Differential scanning calorimetry (DSC) technique was used to study the kinetics of amorphous to crystalline transformation for GaxSe100−x glass system (x=0, 2.5 and 5 at%). The kinetic parameters of GaxSe100−x glass system under non-isothermal conditions are analyzed by the model-free and model-fitting models at different constant heating rates (5-50 K/min). A strong heating rate dependence of the effective activation energy of crystallization was observed. The analysis of the present data shows that the effective activation energy of crystallization is not constant but varies with the degree of crystallization and with temperature as well. The crystallization mechanisms examined using the local Avrami exponents indicate that one mechanism (volume nucleation with one-dimensional growth) is responsible for the crystallization process for heating rates 5-50 K/min for Se glass and two mechanisms (volume nucleation with two- and one-dimensional growth) are working simultaneously during the amorphous-crystalline transformation of the Ga2.5Se97.5 and Ga5Se95 glasses (5-50 K/min). The reaction model that may describe crystallization process of all the compositions of GaxSe100−x glass system is Avrami-Erofeev model (g(α)=[−ln(1−α)]1/n) with n=2 for Se glass.

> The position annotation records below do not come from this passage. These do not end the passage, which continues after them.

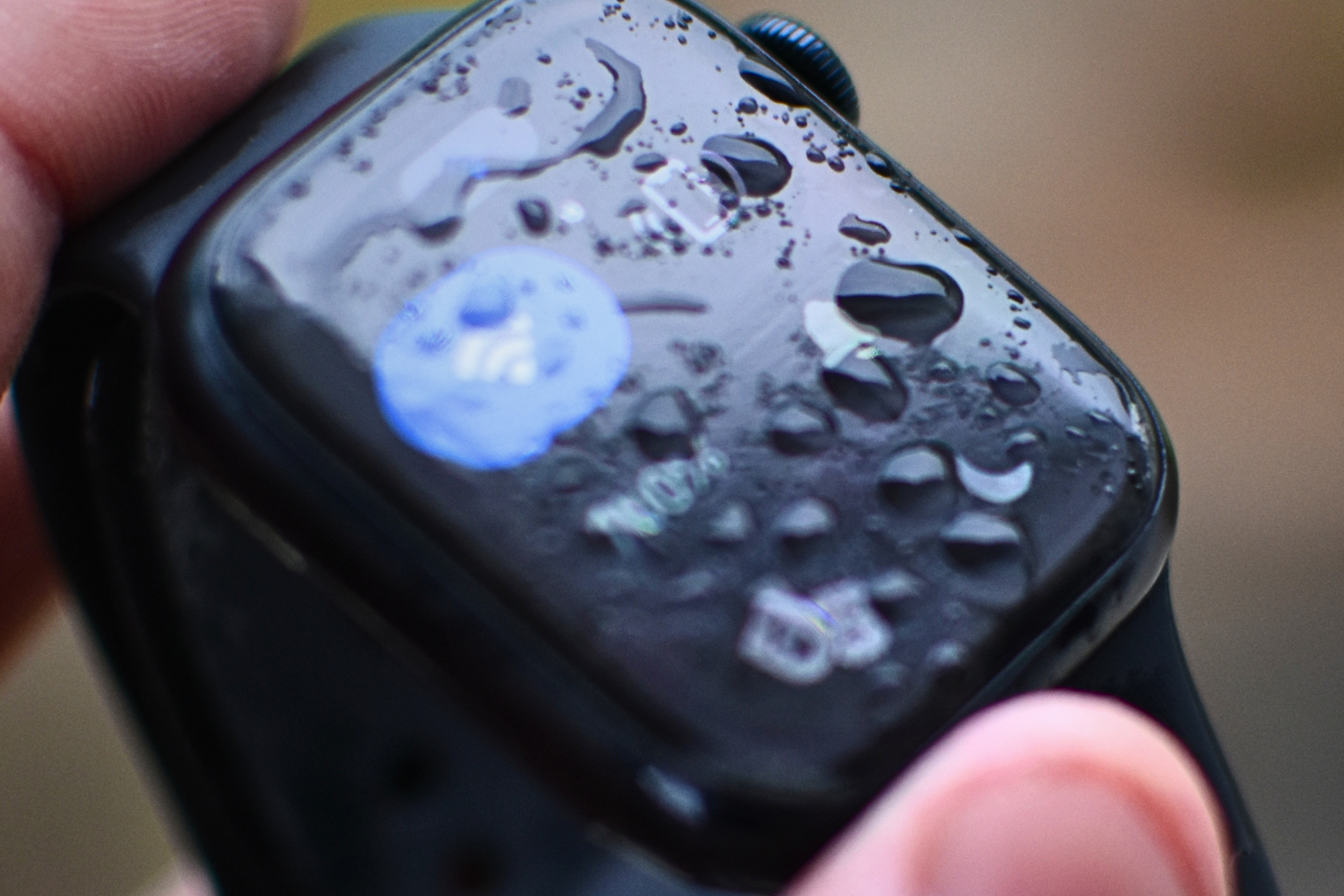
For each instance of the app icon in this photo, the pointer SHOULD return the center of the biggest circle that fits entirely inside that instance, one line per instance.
(488, 364)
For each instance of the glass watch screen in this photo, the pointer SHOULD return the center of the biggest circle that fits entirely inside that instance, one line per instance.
(742, 426)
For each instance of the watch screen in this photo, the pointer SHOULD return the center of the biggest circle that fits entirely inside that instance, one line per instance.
(637, 333)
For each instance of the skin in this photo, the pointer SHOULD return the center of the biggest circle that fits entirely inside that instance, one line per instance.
(1049, 794)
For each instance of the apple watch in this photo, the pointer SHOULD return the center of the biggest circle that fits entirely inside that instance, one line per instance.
(548, 449)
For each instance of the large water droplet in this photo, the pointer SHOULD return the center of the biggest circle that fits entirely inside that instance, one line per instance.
(917, 480)
(664, 425)
(996, 488)
(868, 233)
(757, 168)
(977, 539)
(911, 303)
(769, 83)
(867, 387)
(799, 429)
(623, 113)
(1012, 385)
(805, 520)
(488, 305)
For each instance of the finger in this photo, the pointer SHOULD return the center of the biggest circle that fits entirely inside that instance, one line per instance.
(99, 93)
(96, 94)
(1054, 794)
(28, 572)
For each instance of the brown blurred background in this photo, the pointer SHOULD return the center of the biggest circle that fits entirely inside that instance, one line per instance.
(1174, 171)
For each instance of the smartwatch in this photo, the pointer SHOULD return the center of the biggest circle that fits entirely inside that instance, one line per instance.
(547, 449)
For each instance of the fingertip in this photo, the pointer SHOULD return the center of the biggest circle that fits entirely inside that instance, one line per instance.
(1052, 793)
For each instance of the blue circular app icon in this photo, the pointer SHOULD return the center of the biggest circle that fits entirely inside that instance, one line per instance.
(488, 364)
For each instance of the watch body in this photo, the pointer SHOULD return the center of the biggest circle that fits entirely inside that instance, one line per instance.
(619, 409)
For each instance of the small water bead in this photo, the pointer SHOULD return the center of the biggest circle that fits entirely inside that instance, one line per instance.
(650, 161)
(1012, 385)
(867, 387)
(515, 97)
(733, 525)
(664, 425)
(911, 303)
(1025, 442)
(805, 520)
(878, 164)
(868, 233)
(535, 214)
(895, 585)
(800, 429)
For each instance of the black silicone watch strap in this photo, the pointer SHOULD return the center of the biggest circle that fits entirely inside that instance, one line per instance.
(1144, 666)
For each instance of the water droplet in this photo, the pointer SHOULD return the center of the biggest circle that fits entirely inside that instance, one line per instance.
(1025, 442)
(911, 303)
(859, 636)
(805, 520)
(894, 585)
(760, 168)
(800, 429)
(488, 305)
(650, 161)
(867, 387)
(878, 164)
(572, 211)
(769, 83)
(515, 97)
(977, 539)
(664, 425)
(535, 214)
(996, 488)
(787, 636)
(868, 233)
(1012, 385)
(948, 657)
(944, 371)
(917, 480)
(733, 525)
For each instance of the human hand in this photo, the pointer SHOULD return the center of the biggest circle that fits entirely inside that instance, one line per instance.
(1044, 796)
(96, 96)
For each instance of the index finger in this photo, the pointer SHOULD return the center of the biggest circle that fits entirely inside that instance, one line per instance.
(96, 96)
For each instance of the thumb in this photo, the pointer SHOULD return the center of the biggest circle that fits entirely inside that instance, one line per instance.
(1053, 794)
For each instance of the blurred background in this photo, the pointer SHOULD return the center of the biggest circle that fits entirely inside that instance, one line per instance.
(1174, 171)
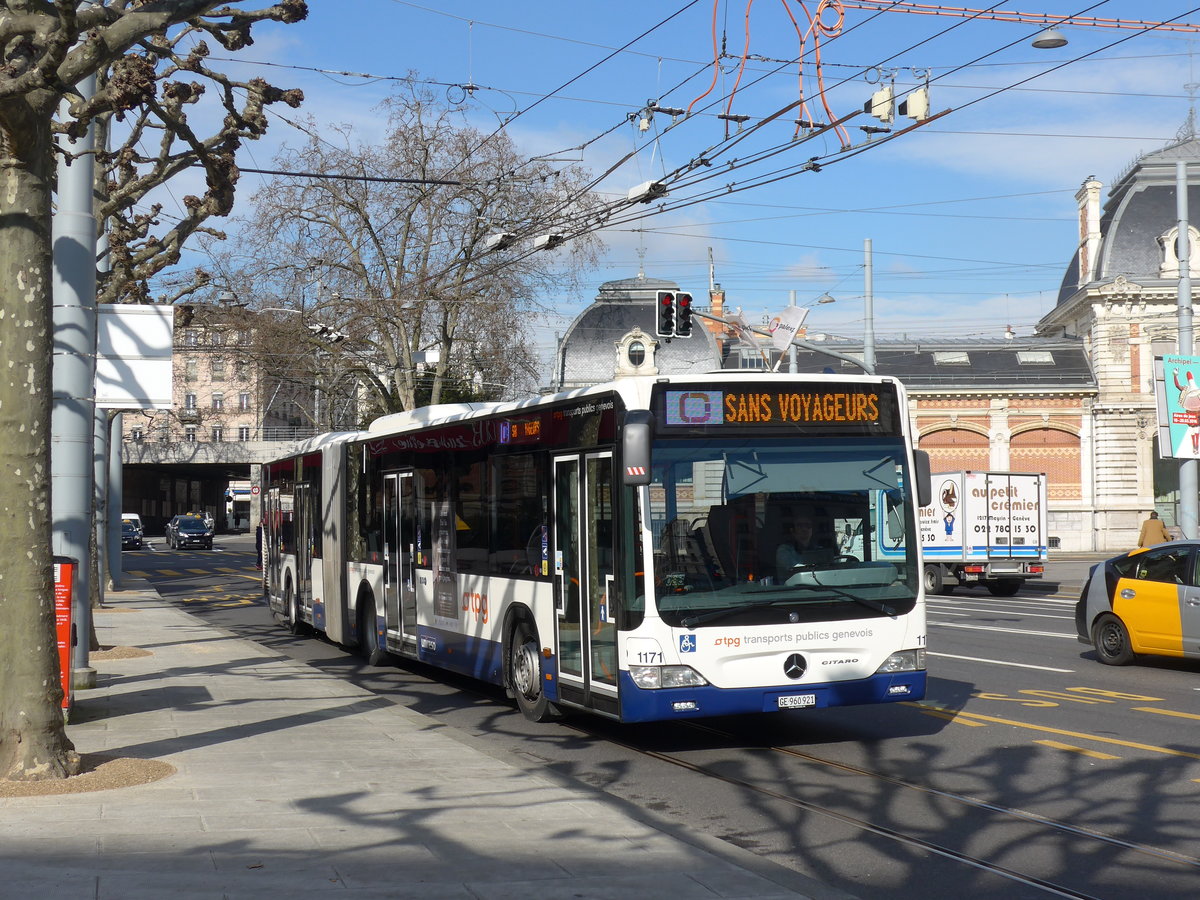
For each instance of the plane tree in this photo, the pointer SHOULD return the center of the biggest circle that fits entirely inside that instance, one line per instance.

While for Ga2.5Se97.5 and Ga5Se95 glasses, the values of n are equal to 3 and 2 for the heating rates 5-20 and 35-50 K/min, respectively. A good agreement between the experimental and the reconstructed (α-T) curves has been achieved. The transformation from amorphous to crystalline phase in GaxSe100−x glass system demonstrates complex multi-step involving several processes.